Visual Prolog 10 Upgrade Notes

From wiki.visual-prolog.com

This document describes how to upgrade Visual Prolog 9 projects to Visual Prolog 10, for older projects you should also read the Visual Prolog 9 Upgrade Notes.

If you have problems with upgrading your projects and need additional information, you are welcome to ask questions in Visual Prolog Discussion Forum.

By default, the installation of Visual Prolog 10 will not replace any previously installed versions. It is possible to work with several versions on a single computer.

  • The Commercial Edition will by default be installed in C:\Program Files (x86)\Visual Prolog 10 or C:\Program Files\Visual Prolog 10.
  • The Personal Edition will by default be installed to C:\Program Files (x86)\Visual Prolog 10PE or C:\Program Files\Visual Prolog 10PE.

Visual Prolog 10 projects are backward-compatible with Visual Prolog 9 projects. If you are going to use different versions of Visual Prolog installed at one computer, avoid opening projects by double-clicking on vipprj files.

Notice it is highly advisable to have a backup of a project before updating.

Binary memory representation

Binaries have changed representation. In the old representation a binary was a pointer to the actual data, and immediately before the data the size of the binary was written. Windows API and other external APIs does not use this representation and as a consequence binaries was often had to be copied from the buffer that cntains it to another "buffer" that can hold the size infront of the data. A binary is now represented as a pointer to a memory cell containing a pointer to a data-buffer and the size. So the size is no longer placed in a specific place relative to the actual data. With the old representation uncheckedConvert of a binary to the pointer domain would result in a pointer to the data. With the new representation this is no longer the case and therefore it has been made illegal to uncheckedConvert from binary to pointer, instead you must use convert which will both in old and new representation give a pointer to the data. Alternatively, you can use the extension predicate binary::data() instead, e.g. Pointer = MyBinary:date().

List comprehension

In a list comprehension [ Exp || Gen ] the Exp must be a procedure (language reference has always required that, but the compiler has accepted determ expressions). In cases where Exp is determ the following rewrite can be applied [ V || Gen, V = Exp ].
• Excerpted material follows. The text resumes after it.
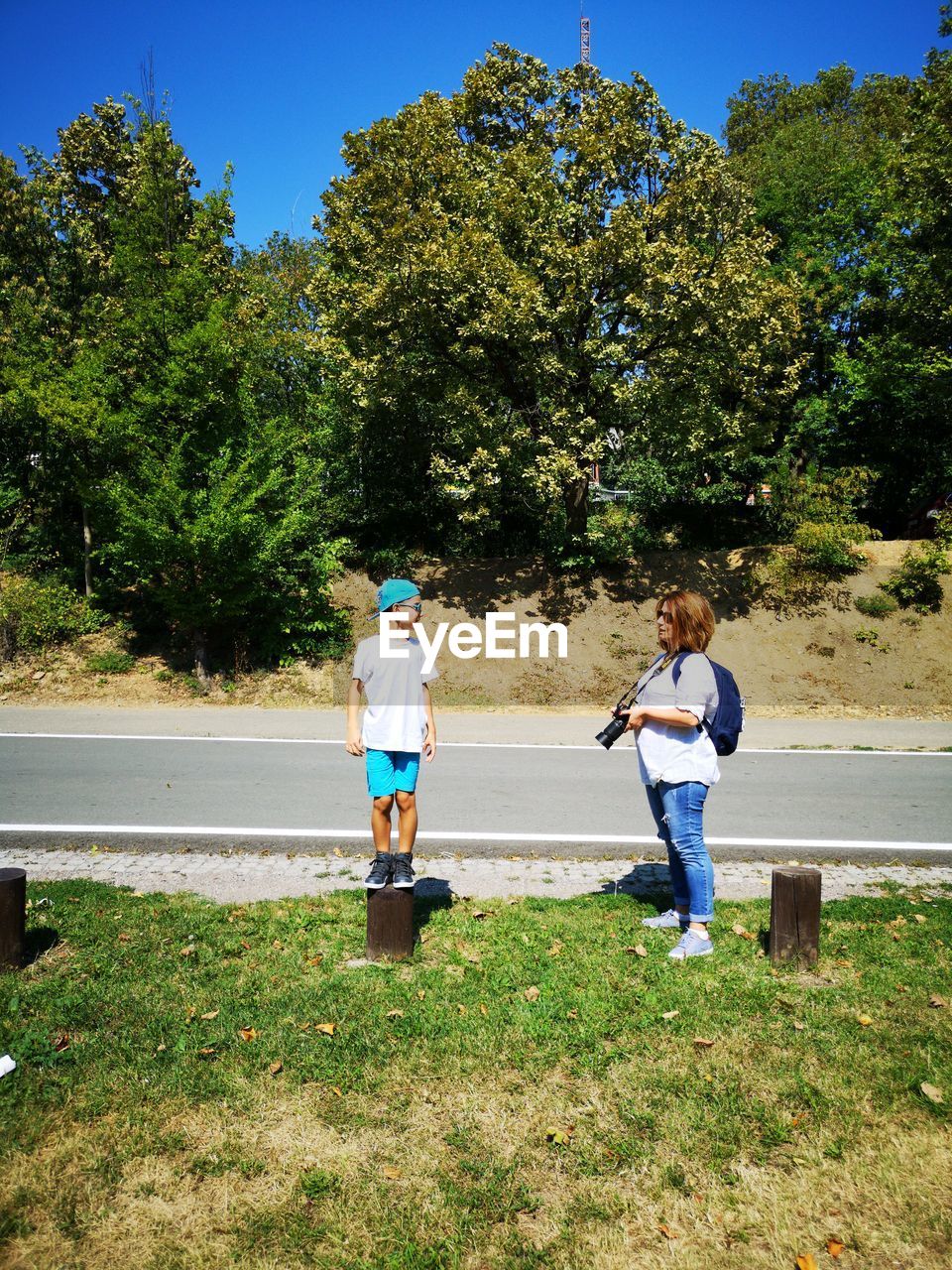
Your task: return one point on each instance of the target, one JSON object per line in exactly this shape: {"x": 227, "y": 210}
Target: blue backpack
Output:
{"x": 728, "y": 722}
<>_list domains deprecated

The domains integer_list, integer_list_list, etc. has been deprecated. In declarations the *-form should be used, but in predicate calls like tryToTerm it is necessary to uses the list{...} type constructor, e.g. tryToTerm(list{integer}, String). An old program can require a significant amount of updates.

Erroneous predicates as values

erroneous predicates can now be used as a value, for example in X otherwise raise_error(). Hereby erroneous functions have become superfluous, and subsequently it is now illegal to declare erroneous functions (a corresponding erroneous predicate must be used instead).